Schmiergeldskandal

BGH vor Grundsatzurteil zu "schwarzen Kassen" bei Siemens

26.08.2008
Der Bundesgerichtshof (BGH) verkündet am kommenden Freitag (29.8.) sein erstes Urteil zu Siemens-Schmiergeldzahlungen - und es könnte daraus eine zentrale Entscheidung zum Thema "schwarze Kassen" werden.

Nach einer kontroversen Verhandlung am vergangenen Mittwoch in Karlsruhe ist es durchaus denkbar, dass der BGH die strafrechtlichen Daumenschrauben bei der Untreue etwas anzieht. Wie die Entscheidung auch ausfallen mag: Der BGH dürfte eine höchstrichterliche Grundlage für die juristische Aufarbeitung des gesamten Korruptionsskandals um den Münchner Elektrokonzern schaffen.

Denn an schwarzen Kassen mangelt es im Fall Siemens nicht: Die Staatsanwaltschaft München ermittelt gegen mehr als 300 Beschuldigte, es geht um 1,3 Milliarden Euro an dubiosen Zahlungen. Im ersten Münchner Prozess hat das dortige Landgericht einen früheren Manager der Festnetzsparte bereits zu zwei Jahren auf Bewährung verurteilt - wegen Untreue, weil er fast 50 Millionen Euro in schwarze Kassen geschleust hat.

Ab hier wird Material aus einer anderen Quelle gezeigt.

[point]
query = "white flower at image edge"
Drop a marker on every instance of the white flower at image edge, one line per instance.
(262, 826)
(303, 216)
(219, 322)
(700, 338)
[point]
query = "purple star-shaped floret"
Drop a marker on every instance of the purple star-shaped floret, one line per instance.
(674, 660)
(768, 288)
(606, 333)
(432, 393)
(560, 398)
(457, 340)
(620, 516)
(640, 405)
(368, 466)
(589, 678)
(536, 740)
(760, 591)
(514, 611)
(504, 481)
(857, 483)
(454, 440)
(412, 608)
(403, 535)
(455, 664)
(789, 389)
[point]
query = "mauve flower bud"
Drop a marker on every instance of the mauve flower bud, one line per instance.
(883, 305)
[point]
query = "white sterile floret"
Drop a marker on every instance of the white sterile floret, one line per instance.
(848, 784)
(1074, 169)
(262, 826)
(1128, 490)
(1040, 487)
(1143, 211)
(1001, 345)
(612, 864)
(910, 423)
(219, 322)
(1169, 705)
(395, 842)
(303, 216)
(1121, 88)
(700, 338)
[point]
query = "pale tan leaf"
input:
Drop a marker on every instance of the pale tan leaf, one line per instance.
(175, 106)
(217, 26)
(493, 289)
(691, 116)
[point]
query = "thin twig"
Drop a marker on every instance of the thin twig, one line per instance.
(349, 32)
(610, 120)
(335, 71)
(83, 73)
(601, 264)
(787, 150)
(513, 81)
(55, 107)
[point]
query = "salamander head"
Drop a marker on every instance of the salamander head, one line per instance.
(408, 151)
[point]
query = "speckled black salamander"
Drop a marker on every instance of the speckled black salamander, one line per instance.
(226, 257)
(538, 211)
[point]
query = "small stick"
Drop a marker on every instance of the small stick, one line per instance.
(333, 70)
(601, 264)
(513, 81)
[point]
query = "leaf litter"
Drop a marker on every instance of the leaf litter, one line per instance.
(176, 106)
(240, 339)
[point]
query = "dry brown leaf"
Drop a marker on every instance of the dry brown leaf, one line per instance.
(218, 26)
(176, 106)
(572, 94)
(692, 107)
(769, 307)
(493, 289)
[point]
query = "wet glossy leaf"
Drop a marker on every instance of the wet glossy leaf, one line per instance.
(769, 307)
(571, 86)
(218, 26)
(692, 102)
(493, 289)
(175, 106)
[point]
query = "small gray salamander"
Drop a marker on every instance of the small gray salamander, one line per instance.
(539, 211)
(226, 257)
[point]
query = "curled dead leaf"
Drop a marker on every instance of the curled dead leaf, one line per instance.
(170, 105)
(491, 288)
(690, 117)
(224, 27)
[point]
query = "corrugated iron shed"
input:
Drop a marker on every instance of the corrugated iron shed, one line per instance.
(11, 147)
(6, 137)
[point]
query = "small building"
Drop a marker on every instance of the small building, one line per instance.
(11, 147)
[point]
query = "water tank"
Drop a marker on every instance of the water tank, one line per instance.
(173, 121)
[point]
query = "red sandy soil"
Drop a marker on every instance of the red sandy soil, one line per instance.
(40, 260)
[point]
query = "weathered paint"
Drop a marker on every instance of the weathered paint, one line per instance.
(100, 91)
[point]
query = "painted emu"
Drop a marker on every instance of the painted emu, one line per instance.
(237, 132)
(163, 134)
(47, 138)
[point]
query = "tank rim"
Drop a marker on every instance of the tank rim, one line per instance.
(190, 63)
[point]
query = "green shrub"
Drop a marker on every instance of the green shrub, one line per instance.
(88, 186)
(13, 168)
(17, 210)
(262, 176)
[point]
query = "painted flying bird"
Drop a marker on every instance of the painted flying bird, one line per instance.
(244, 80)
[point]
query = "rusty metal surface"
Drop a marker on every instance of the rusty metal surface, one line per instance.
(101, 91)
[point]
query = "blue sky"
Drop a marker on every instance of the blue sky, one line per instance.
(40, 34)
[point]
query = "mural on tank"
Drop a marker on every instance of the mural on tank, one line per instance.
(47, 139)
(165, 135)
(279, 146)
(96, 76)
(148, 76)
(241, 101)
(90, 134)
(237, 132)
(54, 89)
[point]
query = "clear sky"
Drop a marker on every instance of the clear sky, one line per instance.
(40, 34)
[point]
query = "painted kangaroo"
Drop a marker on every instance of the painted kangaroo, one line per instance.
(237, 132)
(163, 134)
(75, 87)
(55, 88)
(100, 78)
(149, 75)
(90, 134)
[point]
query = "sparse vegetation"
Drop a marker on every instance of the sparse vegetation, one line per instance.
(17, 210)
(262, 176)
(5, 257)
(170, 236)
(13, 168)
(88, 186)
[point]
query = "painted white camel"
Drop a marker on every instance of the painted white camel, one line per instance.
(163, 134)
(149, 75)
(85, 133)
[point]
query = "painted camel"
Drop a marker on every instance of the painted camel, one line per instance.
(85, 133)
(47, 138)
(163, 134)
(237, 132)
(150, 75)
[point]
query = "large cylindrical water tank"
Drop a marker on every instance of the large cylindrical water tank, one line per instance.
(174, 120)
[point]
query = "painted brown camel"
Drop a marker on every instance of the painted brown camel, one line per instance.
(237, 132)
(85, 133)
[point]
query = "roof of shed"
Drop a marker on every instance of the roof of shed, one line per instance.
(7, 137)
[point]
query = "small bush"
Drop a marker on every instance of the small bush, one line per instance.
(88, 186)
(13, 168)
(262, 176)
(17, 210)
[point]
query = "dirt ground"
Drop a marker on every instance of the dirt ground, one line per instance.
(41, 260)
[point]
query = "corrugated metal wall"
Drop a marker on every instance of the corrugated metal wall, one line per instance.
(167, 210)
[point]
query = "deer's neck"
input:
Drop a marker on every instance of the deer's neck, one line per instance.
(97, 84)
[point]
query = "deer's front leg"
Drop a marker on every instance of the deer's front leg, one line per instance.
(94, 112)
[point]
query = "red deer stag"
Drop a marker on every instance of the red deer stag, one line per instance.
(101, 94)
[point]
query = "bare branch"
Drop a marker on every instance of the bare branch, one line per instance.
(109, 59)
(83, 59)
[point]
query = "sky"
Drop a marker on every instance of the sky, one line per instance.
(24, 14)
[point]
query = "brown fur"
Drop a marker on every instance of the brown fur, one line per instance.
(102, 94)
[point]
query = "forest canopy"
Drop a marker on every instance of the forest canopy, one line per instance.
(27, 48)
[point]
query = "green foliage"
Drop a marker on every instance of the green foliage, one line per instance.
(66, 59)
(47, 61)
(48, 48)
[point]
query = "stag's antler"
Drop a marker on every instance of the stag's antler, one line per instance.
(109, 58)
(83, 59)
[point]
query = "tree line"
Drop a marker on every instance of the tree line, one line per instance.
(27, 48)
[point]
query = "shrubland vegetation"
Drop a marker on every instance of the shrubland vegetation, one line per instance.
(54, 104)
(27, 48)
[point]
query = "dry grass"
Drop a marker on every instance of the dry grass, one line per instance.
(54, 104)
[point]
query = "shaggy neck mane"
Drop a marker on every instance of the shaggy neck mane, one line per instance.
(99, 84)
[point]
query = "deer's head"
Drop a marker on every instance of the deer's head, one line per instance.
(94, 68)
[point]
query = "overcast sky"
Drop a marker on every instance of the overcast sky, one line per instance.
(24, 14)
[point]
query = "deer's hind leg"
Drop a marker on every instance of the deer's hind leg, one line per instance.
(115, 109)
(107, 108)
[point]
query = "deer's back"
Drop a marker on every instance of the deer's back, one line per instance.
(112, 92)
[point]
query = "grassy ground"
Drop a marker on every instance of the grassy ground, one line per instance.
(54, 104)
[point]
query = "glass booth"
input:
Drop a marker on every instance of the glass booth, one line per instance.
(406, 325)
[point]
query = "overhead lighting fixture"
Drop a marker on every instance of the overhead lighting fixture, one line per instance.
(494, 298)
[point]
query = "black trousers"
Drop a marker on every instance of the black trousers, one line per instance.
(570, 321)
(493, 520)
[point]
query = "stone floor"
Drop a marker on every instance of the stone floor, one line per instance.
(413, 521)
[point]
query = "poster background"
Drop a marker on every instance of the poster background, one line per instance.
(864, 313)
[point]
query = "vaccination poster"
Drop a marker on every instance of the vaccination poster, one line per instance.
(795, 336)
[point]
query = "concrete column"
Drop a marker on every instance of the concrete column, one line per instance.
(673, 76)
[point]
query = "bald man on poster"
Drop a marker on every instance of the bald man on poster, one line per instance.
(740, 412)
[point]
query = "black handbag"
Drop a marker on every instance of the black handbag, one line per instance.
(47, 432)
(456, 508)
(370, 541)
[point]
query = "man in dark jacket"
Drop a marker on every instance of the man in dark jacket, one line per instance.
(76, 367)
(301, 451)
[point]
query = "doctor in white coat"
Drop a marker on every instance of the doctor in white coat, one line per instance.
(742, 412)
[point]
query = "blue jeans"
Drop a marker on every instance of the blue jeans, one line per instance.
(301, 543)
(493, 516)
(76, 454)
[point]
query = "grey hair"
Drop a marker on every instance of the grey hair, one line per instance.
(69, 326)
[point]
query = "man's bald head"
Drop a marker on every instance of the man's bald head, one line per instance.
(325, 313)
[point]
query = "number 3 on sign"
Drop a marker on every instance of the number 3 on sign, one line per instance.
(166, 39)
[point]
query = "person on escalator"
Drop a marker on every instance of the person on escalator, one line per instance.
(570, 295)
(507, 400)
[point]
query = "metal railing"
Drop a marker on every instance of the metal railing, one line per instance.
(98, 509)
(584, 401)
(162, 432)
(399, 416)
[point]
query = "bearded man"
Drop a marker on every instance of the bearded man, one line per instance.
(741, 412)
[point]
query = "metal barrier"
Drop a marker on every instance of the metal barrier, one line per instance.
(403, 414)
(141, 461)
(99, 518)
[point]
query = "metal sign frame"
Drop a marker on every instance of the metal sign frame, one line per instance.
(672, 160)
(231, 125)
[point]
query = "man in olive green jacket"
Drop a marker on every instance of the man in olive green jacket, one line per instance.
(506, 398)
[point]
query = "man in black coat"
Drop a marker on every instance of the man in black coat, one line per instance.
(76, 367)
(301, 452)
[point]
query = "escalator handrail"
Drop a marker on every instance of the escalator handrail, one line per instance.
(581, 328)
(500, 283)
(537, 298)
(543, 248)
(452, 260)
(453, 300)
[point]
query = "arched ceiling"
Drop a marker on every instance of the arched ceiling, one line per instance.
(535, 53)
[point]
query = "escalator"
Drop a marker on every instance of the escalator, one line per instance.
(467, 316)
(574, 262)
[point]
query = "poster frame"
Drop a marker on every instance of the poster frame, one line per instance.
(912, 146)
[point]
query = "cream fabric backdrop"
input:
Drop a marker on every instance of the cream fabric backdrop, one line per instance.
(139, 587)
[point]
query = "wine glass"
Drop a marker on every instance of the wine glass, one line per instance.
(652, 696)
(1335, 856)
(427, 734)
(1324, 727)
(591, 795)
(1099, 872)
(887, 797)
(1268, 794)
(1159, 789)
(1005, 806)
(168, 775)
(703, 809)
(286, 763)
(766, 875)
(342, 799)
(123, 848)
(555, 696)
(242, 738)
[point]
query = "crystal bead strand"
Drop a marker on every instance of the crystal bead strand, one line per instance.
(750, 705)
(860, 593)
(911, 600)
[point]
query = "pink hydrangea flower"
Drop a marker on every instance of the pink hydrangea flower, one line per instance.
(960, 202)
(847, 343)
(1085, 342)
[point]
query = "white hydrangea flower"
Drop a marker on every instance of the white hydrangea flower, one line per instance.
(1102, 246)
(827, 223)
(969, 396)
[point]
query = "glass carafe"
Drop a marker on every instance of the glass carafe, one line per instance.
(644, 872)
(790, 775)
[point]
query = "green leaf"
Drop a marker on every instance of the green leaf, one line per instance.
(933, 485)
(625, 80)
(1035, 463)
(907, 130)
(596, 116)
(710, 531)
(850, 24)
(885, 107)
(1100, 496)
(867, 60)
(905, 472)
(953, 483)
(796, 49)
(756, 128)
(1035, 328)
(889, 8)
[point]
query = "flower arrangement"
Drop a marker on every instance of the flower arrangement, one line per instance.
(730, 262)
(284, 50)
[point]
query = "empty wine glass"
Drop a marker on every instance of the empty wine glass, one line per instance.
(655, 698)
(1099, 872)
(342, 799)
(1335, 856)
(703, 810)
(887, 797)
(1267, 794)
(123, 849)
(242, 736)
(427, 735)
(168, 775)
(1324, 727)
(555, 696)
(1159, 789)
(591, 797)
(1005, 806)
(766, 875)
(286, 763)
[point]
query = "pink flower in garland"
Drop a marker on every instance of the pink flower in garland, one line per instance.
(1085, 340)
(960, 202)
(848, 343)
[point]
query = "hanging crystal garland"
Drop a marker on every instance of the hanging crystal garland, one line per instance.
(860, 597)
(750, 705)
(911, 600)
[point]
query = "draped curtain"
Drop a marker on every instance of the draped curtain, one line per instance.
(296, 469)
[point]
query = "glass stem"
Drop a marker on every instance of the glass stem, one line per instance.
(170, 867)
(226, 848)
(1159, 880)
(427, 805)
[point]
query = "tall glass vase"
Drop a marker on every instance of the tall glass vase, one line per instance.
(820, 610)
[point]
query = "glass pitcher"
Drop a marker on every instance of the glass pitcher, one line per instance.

Diese Marschrichtung könnte der BGH nun bestätigen. Der in Karlsruhe verhandelte Fall stammt zwar nicht aus dem Ende 2006 aufgeflogenen Komplex, doch die Grundzüge sind vergleichbar. Andreas K., Finanzvorstand der Kraftwerkssparte, soll schwarze Kassen angelegt und daraus im Jahr 2000 sechs Millionen Euro für zwei Manager des italienischen Elektrokonzerns Enel abgezweigt haben - für deren kooperative Haltung bei zwei dicken Gas-Turbinen-Aufträgen mit einem Volumen von 338 Millionen Euro. Das Landgericht Darmstadt verurteilte ihn wegen Bestechung im geschäftlichen Verkehr und Untreue zu zwei Jahren Haft auf Bewährung. Auch ein Helfer erhielt eine Bewährungsstrafe.

Zukunftsweisend wird dabei sein, was der zweite BGH-Strafsenat zum Thema Untreue sagt. Dort plagt die Juristen nämlich das Problem, dass Schmiergelder - wenn man sie rein ökonomisch betrachtet - ja durchaus nützlich sein können. Weil der Untreue-Paragraph 266 Strafgesetzbuch aber voraussetzt, dass dem Opfer der Untreue - hier also der Siemens AG - am Ende ein Schaden entsteht, argumentierten die Verteidiger vor dem BGH: Die sechs Millionen Euro Bestechungsgeld an die Enel-Manager spülten Siemens nicht nur einen Gewinn von gut 100 Millionen Euro in die Kasse, sondern öffneten dem Konzern zudem den Zutritt zum italienischen Markt. Das Geld sei also bestens angelegt gewesen, selbst angesichts der juristischen Risiken: "Ich sehe in diesem Zusammenhang keinen objektiven Schaden", sagte Rechtsanwalt Gunter Widmaier.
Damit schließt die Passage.